Well, the elections are over. Some folks are now happy and some are sad. From what I understand of a race or two in the Mobile area, it may be a while before folks down there stop cringing every time the phone rings.

While visiting my parents briefly this weekend, the phone rang about eight times over the course of 24 hours with recorded messages from different candidates. One particularly nasty battle was responsible for about six of those calls I believe.

I'm not entirely sure of that last figure, because I hung up the phone within about 4 seconds. Isn't it convenient that these recorded messages don't have to abide by the do not call list. Politicians wrote the law, of course.

I would love to see an amendment to that law, that if a campaign is going to call your house, it should be a real live person. Better yet, it should be the candidate him or herself. Okay, the last one is wishful thinking. But those recorded phone ads have to go. They're terrible.

I can't imagine anyone actually listens to them in the first place. The only thing I can think of is that they must be really cheap to run. How else can you explain them? Surely those things aren't effective. If anything, it would turn me off to a candidate running one of those operations.

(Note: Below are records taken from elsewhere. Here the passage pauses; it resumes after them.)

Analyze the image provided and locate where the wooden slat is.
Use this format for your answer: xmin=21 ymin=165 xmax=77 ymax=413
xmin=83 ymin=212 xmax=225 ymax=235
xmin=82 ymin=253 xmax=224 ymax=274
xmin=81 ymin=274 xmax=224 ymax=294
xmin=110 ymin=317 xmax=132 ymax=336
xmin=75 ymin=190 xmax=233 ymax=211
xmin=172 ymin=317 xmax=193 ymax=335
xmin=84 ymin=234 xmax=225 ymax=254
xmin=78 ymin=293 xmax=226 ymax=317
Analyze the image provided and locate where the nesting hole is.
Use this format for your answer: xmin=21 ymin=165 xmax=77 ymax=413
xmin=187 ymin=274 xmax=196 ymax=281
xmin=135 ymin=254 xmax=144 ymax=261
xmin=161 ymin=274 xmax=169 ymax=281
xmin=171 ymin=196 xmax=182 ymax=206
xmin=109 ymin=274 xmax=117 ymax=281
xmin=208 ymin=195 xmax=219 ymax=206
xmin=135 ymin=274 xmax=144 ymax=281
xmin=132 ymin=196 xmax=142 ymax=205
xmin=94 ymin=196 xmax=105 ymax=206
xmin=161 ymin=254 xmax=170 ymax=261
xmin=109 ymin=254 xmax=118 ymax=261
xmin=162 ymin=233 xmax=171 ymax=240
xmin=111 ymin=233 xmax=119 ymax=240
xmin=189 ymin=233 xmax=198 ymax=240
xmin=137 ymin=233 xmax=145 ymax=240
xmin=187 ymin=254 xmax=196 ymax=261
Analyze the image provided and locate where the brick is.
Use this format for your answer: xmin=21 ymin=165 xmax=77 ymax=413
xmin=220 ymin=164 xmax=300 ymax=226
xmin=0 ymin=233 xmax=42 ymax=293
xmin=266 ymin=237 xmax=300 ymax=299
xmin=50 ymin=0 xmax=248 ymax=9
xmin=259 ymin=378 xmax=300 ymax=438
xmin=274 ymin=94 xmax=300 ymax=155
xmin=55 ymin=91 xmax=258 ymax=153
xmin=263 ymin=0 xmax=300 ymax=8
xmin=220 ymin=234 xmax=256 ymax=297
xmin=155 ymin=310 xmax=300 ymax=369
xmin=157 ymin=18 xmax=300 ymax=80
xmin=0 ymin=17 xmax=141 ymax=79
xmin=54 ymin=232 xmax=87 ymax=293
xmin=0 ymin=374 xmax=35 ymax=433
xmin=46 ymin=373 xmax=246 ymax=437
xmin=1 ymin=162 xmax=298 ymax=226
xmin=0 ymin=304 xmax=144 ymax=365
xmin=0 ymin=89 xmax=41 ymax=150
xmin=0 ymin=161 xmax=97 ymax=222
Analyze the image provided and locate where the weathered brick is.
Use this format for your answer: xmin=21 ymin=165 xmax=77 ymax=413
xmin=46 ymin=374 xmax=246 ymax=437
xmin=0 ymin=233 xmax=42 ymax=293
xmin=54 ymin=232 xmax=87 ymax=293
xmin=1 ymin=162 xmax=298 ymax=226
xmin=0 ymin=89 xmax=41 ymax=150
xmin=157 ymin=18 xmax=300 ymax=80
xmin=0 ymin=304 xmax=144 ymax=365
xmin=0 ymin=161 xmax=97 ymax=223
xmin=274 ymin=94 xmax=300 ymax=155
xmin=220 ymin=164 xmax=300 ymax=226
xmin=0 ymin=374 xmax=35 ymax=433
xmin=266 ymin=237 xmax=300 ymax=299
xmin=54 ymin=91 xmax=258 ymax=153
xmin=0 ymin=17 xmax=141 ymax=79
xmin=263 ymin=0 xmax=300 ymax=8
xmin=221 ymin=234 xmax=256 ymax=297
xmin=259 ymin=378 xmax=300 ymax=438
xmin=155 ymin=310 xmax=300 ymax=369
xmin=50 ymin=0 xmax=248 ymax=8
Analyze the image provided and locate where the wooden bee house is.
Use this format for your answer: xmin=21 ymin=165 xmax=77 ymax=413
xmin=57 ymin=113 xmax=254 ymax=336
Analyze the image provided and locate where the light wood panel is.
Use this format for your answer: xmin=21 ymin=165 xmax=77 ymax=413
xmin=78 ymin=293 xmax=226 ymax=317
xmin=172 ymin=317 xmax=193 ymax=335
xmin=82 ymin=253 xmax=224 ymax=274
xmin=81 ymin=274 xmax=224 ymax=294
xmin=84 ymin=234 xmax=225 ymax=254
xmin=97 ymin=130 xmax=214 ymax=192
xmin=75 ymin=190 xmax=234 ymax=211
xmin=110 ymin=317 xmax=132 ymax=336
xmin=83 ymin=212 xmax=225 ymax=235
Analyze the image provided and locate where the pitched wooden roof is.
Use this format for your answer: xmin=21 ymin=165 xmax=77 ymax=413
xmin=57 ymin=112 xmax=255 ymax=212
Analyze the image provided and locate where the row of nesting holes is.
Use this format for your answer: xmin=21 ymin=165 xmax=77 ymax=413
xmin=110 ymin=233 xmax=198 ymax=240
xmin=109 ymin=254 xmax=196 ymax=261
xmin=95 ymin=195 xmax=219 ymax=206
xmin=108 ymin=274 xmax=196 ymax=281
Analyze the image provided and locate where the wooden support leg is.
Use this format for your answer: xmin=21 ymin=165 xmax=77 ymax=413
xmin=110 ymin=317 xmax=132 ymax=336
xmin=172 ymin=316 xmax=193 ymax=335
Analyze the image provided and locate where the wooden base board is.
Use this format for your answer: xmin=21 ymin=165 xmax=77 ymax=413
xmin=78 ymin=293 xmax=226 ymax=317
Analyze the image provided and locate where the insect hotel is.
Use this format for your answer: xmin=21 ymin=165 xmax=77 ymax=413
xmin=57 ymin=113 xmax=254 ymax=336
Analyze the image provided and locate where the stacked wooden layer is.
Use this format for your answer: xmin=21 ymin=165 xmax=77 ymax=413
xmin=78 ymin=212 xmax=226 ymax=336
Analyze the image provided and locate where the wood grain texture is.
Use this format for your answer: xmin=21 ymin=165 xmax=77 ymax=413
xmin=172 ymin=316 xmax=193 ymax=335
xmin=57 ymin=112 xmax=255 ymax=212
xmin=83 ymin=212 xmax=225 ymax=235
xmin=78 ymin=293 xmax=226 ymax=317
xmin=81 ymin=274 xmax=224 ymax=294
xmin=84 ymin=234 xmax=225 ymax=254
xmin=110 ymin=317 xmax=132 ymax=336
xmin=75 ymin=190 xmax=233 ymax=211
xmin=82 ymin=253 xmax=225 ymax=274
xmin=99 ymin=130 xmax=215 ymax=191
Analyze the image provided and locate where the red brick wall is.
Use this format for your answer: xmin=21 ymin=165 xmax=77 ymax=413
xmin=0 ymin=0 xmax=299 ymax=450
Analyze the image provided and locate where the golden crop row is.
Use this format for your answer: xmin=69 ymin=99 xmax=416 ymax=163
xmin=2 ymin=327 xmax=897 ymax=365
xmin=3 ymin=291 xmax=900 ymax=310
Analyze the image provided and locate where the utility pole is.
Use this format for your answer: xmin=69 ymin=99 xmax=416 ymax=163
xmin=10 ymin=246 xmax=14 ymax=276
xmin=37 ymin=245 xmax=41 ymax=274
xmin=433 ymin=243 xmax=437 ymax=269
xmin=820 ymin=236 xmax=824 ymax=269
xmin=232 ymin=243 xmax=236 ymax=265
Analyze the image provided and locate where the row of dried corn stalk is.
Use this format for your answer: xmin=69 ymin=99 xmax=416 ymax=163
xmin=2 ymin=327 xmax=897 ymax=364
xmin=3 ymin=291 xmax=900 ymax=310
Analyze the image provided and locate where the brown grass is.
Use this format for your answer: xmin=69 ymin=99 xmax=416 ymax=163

Those recorded campaign calls are really no better than the spam you get in your email inbox everyday.

Speaking of email spam. I bet we get 100s of spam messages every day here at the paper. Want a hot tip on a stock? I get five a day. Want to help someone get millions of dollars out of Nigeria? I get plenty of offers to strike it rich with new Nigerian friends I've never met.

If you need to grow hair and lose weight the easy way. Well, my friend, you're in luck. There must be thousands of people who've found a cure for you. And they're all waiting out there in cyberspace to help you. For a small fee of course.

Have too much hair in all the wrong places? Actually, I don't think I've seen an offer dealing with that yet. But wait a while, I'm sure someone's working on it.

And of course, the subject lines for these spam messages make no sense at all. I'm sure they are done to get by the filters we all have on our email programs now, but seriously, are you really going to take a hard look at an email with a nonsensical subject line?

Of course, it nearly got the better of me the other day. I was busily deleting emails from my inbox when I nearly deleted a legitimate email. The subject line was just one word with a question mark. Looked like all the other spams I get, but this one was real.

In addition to the stock offers and magic pills, we also get "news releases" from just about every agency, organization, group and affiliation you can think of. They're all promoting the great things they do, of course, but very few have much at all to do with our little corner of the world. For the life of me, I don't know how I got on some of these lists. But, the news biz being what it is, you never know when one of those groups might do or say something that pertains to our coverage area, so we look at them. Because if the Vegetarians for World Peace ever plan to hold a rally in Thomasville, I want to know about it.